Just as you need to have a map of where to bomb, you need a map of where NOT to bomb. You want to destroy Melanomatown but spare Bonemarrowburg. Some patients need to be spared the treatment due to toxicity susceptibilities of their normal, healthy cells. There might be genomic markers of such susceptibility in the genome.

This line of inquiry amounts to careful epidemiology and delineation of differences between tumors and individuals. No new therapies are necessary, just better characterizations of the patients and their disease.

The Golden Gun

Then there's the prospect of new targets. Perhaps now we can find new targets which, like BCR-ABL in CML, fall to a single, focused attack. To me this is the more tantalizing possibility. Perhaps we can find a whole host of tumors which have such pin point weaknesses and hit them hard. To quote Brian J. Druker et. al.

...[O]one of the major issues is to identify appropriate targets for drug development. Although the Abl kinase inhibitor has been useful for clinical concept validation, several features of CML may make the success of a kinase inhibitor as a single agent unique for this cancer. The Bcr-Abl tyrosine kinase, present in 95% of patients, is sufficient to cause the disease, and in early disease, it may represent the sole molecular abnormality. Few other malignant diseases can be ascribed to a single molecular defect in a protein kinase.  (link)

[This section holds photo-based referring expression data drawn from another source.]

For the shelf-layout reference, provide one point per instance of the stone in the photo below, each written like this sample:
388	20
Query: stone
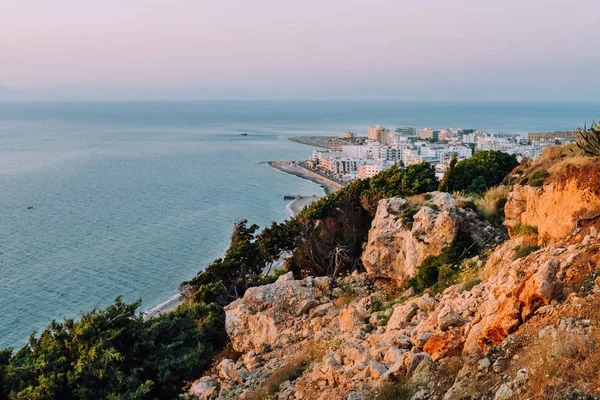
447	318
393	355
410	361
395	249
402	315
484	363
364	306
553	210
263	315
376	370
350	319
504	392
419	340
204	388
444	344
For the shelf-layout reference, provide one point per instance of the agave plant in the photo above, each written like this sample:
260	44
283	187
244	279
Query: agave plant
589	140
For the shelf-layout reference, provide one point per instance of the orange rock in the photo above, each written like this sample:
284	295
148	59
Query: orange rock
444	344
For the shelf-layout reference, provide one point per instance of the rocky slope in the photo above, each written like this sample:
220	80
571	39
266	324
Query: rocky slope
518	324
399	241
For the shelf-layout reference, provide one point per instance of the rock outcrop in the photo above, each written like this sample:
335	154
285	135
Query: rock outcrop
554	208
261	318
301	341
399	242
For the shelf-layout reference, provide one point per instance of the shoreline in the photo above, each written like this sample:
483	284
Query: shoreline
166	306
292	168
293	208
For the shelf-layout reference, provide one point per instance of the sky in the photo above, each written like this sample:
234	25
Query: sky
309	49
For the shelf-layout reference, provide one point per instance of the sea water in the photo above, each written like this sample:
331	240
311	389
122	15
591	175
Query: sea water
99	200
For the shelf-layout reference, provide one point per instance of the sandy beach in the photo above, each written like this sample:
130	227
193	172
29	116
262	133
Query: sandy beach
293	208
293	168
164	307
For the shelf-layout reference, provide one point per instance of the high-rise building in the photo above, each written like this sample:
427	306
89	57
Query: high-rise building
427	134
379	134
375	133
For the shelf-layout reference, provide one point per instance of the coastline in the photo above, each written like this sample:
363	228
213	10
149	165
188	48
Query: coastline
293	208
164	307
292	168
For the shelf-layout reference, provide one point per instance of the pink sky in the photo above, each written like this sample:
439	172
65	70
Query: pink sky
329	47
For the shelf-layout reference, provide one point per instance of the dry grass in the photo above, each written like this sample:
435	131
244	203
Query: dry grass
559	366
491	204
290	371
418	200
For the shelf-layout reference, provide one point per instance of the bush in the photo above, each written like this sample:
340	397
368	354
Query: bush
115	354
478	173
439	272
588	140
521	229
491	204
524	251
394	391
288	372
538	178
342	220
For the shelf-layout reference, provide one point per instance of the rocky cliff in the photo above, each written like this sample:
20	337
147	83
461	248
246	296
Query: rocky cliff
521	322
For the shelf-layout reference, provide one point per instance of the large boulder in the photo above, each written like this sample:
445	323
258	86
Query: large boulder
398	243
555	208
266	314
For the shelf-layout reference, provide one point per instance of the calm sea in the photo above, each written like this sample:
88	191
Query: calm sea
99	200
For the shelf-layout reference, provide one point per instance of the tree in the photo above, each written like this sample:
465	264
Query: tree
115	354
446	183
479	173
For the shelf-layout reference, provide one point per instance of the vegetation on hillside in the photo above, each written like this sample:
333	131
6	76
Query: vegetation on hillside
334	228
588	140
478	173
114	354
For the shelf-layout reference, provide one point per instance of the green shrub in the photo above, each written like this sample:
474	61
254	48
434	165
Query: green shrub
521	229
115	354
523	251
538	178
401	390
482	171
491	204
439	272
588	140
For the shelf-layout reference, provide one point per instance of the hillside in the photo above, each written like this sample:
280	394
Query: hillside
449	307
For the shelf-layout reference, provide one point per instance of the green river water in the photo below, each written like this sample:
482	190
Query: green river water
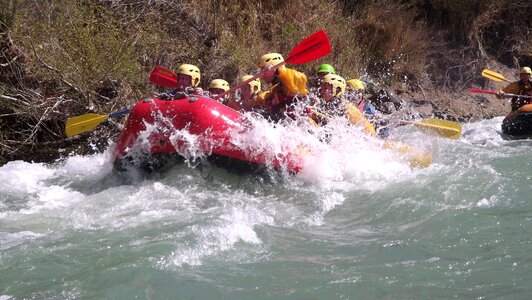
357	225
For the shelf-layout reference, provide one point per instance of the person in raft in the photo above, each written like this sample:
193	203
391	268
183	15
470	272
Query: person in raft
287	86
333	103
355	93
521	87
248	95
188	80
217	87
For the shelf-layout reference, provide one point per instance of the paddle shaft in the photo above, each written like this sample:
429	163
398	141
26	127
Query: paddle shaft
494	75
119	113
496	93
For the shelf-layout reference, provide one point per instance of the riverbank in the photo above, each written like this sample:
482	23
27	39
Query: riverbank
422	57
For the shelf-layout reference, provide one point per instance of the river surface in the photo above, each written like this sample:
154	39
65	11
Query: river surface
356	223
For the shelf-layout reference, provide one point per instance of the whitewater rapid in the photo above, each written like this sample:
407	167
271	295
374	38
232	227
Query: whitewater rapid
78	222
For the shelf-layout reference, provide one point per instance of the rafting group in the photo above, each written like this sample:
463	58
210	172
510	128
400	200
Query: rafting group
212	117
331	96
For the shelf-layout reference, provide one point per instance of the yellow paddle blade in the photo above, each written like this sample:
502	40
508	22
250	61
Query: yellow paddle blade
83	123
443	128
493	75
416	158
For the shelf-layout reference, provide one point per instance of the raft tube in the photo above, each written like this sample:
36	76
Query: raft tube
209	124
518	124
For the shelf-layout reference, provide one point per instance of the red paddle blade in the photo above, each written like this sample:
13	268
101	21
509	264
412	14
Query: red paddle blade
481	91
163	77
313	47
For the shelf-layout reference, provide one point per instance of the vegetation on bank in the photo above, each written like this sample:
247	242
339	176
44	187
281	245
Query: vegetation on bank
64	58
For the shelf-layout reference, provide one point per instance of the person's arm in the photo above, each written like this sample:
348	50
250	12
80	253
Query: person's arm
293	83
512	88
356	117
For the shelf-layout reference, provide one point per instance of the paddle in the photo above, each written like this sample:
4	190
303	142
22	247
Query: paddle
313	47
493	75
495	93
80	124
443	128
163	77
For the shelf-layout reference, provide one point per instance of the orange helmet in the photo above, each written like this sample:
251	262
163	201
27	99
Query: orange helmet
270	59
191	71
219	84
337	82
252	84
355	84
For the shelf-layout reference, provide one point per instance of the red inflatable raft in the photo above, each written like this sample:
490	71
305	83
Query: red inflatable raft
165	127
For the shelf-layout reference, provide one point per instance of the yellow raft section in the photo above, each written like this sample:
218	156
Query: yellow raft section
416	158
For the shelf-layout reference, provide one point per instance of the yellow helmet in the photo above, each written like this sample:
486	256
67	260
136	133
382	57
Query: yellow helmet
270	59
252	84
355	84
337	82
191	71
219	84
525	70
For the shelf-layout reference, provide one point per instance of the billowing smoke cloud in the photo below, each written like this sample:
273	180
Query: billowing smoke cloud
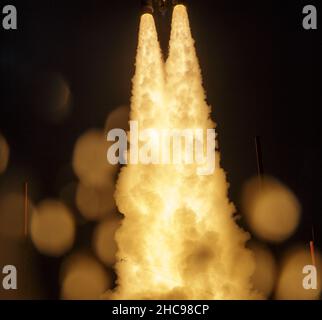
178	238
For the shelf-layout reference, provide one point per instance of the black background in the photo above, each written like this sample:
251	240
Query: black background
261	71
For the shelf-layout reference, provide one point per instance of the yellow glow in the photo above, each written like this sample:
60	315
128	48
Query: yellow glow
272	210
52	228
178	238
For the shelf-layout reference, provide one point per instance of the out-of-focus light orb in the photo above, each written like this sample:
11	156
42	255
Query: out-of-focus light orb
90	159
52	228
83	278
52	96
272	210
95	203
264	276
12	215
104	240
118	119
290	280
4	154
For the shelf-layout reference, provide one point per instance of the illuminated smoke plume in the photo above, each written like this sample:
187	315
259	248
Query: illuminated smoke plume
178	238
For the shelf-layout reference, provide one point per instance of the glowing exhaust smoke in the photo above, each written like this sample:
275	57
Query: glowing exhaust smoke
178	238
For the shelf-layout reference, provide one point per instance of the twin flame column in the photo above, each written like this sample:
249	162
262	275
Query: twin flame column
178	238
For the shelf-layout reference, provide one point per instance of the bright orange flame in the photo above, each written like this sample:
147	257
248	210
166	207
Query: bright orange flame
178	238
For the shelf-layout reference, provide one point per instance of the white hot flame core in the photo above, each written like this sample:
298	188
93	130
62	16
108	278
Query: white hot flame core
178	238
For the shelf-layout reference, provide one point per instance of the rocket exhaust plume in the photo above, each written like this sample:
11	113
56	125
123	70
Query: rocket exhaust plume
178	238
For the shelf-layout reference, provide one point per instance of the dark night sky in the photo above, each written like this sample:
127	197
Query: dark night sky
261	71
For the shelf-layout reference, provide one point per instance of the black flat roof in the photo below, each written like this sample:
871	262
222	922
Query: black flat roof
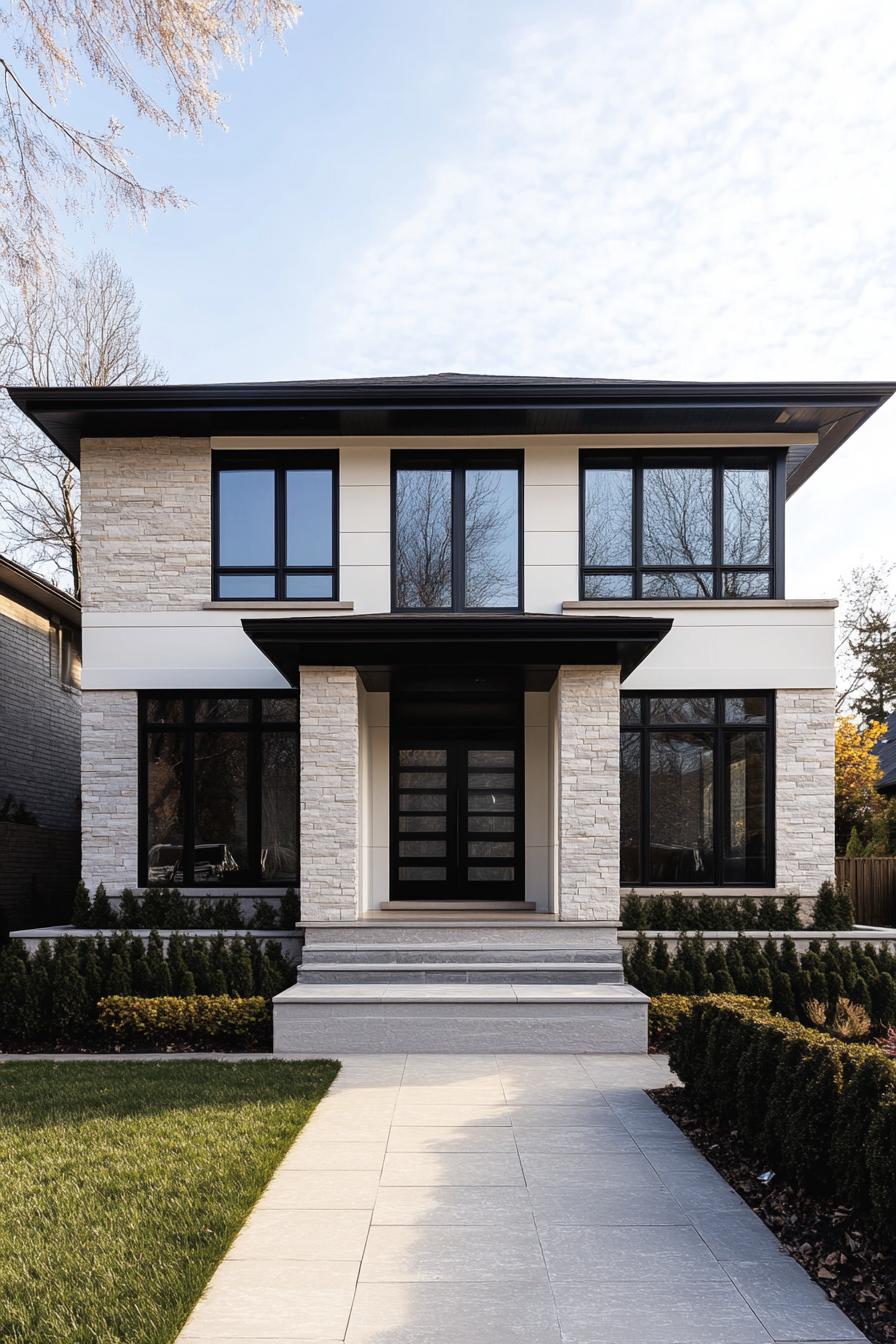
382	647
460	403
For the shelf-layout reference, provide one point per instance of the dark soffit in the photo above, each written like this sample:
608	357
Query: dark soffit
384	648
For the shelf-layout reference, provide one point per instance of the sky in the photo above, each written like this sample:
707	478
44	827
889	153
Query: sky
703	190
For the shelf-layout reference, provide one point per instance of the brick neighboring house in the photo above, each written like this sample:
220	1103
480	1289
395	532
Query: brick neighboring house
39	747
464	656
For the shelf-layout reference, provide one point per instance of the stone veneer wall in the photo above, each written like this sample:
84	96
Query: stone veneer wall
589	786
145	523
803	790
109	789
329	782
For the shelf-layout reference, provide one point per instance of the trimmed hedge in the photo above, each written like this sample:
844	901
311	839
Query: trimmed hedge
680	913
199	1022
49	1001
770	969
818	1112
666	1011
168	907
833	909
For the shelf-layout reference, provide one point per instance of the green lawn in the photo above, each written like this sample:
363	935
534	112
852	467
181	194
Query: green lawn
122	1184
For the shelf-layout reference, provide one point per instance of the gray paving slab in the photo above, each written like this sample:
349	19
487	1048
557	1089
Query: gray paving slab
499	1199
452	1139
787	1303
448	1206
462	1254
638	1254
453	1313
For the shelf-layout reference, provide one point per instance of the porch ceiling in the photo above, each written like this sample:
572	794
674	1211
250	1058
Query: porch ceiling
382	647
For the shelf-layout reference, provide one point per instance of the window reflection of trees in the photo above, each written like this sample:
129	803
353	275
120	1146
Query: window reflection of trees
423	538
490	538
607	518
746	518
677	516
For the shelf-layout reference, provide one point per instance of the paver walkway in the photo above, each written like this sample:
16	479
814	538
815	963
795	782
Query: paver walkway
457	1199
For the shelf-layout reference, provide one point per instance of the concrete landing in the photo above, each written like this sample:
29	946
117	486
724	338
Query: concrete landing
493	1199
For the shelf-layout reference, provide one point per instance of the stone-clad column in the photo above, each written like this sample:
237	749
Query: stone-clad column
589	786
328	805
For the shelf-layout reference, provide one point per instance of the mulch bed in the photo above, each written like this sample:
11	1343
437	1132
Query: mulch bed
826	1238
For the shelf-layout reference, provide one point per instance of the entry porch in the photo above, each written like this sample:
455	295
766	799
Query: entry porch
458	762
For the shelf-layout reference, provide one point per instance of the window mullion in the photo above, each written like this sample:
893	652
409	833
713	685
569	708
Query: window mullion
637	523
254	789
190	737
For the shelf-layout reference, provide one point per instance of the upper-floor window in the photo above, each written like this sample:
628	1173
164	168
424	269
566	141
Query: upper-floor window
661	526
456	531
274	526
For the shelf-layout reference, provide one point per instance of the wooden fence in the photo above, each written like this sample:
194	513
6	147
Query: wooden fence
872	883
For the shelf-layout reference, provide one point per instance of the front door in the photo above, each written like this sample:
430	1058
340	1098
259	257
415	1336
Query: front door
457	816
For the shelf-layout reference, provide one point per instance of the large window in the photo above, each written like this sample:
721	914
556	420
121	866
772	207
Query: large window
696	776
274	526
218	789
656	526
456	528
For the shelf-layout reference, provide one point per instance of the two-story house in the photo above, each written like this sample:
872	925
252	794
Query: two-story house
461	656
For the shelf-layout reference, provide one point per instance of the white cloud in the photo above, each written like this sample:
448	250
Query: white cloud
662	191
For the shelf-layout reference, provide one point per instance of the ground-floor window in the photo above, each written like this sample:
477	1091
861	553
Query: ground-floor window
218	789
697	789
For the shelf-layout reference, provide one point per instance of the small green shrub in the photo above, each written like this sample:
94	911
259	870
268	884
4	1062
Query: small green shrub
664	1012
820	1112
199	1022
49	1001
168	907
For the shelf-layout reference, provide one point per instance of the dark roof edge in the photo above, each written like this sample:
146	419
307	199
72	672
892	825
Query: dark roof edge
39	592
454	640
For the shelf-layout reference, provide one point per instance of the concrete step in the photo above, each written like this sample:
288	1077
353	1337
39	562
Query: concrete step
535	932
462	972
460	1019
452	954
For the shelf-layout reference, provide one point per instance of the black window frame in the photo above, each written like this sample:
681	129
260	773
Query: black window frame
253	727
280	463
719	460
457	463
722	731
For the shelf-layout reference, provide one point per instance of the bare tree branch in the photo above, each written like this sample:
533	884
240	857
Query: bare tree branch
47	164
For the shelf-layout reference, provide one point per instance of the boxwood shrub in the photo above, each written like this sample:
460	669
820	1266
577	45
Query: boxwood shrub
818	1112
198	1022
769	969
49	1000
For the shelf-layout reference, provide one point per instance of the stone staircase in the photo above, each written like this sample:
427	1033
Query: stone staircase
460	984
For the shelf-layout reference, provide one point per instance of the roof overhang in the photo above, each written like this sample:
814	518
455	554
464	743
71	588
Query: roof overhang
387	648
460	405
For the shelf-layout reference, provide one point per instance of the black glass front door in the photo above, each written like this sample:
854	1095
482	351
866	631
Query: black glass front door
457	819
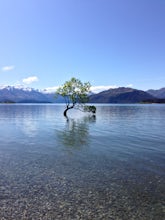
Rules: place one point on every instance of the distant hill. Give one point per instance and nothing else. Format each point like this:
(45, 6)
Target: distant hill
(120, 95)
(11, 94)
(159, 93)
(21, 95)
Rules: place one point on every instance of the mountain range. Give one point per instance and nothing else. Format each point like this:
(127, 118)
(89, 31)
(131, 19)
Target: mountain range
(13, 94)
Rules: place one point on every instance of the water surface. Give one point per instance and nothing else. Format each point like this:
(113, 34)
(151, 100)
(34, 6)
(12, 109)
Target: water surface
(110, 166)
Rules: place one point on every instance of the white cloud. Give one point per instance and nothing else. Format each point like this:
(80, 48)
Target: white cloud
(97, 89)
(7, 68)
(130, 85)
(50, 89)
(30, 80)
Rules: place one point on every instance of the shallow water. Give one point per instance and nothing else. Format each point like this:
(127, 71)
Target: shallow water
(110, 166)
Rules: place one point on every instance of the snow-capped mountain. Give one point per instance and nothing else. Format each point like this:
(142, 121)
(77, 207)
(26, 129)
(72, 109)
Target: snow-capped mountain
(20, 94)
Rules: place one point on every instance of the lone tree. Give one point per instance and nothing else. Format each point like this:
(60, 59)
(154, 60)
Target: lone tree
(75, 94)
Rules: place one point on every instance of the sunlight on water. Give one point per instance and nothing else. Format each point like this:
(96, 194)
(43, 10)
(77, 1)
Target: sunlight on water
(108, 166)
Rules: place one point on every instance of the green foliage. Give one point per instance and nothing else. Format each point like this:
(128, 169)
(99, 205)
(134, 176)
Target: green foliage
(90, 108)
(76, 95)
(74, 91)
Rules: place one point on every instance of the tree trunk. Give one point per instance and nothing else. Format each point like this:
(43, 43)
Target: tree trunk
(65, 112)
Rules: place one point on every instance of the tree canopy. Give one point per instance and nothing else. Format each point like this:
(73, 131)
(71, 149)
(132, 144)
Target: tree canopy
(75, 94)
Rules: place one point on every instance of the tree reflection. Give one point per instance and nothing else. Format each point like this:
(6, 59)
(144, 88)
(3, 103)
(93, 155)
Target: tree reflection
(76, 132)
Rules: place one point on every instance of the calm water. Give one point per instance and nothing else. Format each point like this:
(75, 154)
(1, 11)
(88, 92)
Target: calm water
(106, 167)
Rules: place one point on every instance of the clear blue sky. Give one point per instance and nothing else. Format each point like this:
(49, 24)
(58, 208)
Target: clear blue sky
(106, 42)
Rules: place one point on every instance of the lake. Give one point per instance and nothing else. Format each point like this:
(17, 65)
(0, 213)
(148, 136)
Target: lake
(108, 166)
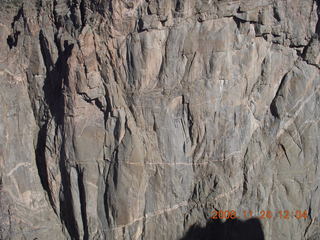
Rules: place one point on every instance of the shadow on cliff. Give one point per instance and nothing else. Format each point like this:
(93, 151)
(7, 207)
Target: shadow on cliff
(228, 230)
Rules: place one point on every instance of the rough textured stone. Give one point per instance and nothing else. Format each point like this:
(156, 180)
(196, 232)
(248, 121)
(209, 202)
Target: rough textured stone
(135, 119)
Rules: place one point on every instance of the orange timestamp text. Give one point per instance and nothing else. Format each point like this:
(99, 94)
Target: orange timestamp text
(263, 214)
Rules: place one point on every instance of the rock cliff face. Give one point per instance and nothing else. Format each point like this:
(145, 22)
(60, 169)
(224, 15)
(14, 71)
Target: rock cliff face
(135, 119)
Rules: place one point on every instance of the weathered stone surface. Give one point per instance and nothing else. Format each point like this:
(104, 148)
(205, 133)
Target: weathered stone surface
(135, 119)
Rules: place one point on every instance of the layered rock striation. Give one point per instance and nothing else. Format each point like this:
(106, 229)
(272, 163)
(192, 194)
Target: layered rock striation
(134, 119)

Protein kinases make nice targets because of their susceptibility to small molocule inhibitors, but they are by no means the only good target possibly. With more detailed understanding of cancer genome architecture we may find the variants which, like CML, have a "kingpin" gene regulating the whole cancer phenotype. These may have been too subtle to see by histology, but shine out in either expression analysis or genome resequencing. Once identified, we can design a slew of new bullets to go into a sort of golden gun. Simple assays can be designed to determine whether a patient will be susceptible to one of these targeted therapies, and we can hit the tumors exactly where they are weak. By hitting the kingpin of the proliferation we could reduce the possibility of drug resistance and drug toxicity.

How?


This is just my conception of the field. Many people are already discussing these issues, and I don't pretend that there's a single original idea here. But it's fun to play with big ideas, and you have to start somewhere. I've sort of answered the large question of "what are we trying to do?" but I will end with a series of questions that to me have no obvious answer.

How do we focus our efforts in finding targets?
How do we pull relevant genomic/phenotypic/histologic etc. features out of an ever growing list?
How do we target kingpin changes in cancers for which there is no easy pharmacologic target?
How does cancer 'evolve' drug resistance and how do we prevent it?
How do we categorize patients and tumors with treatment regimens, given that the N decreases the more finely we partition the individuals?
How do we make genomic information available to clinicians?

I'll leave it at that. If you read this far thanks, and I hope I didn't go overboard.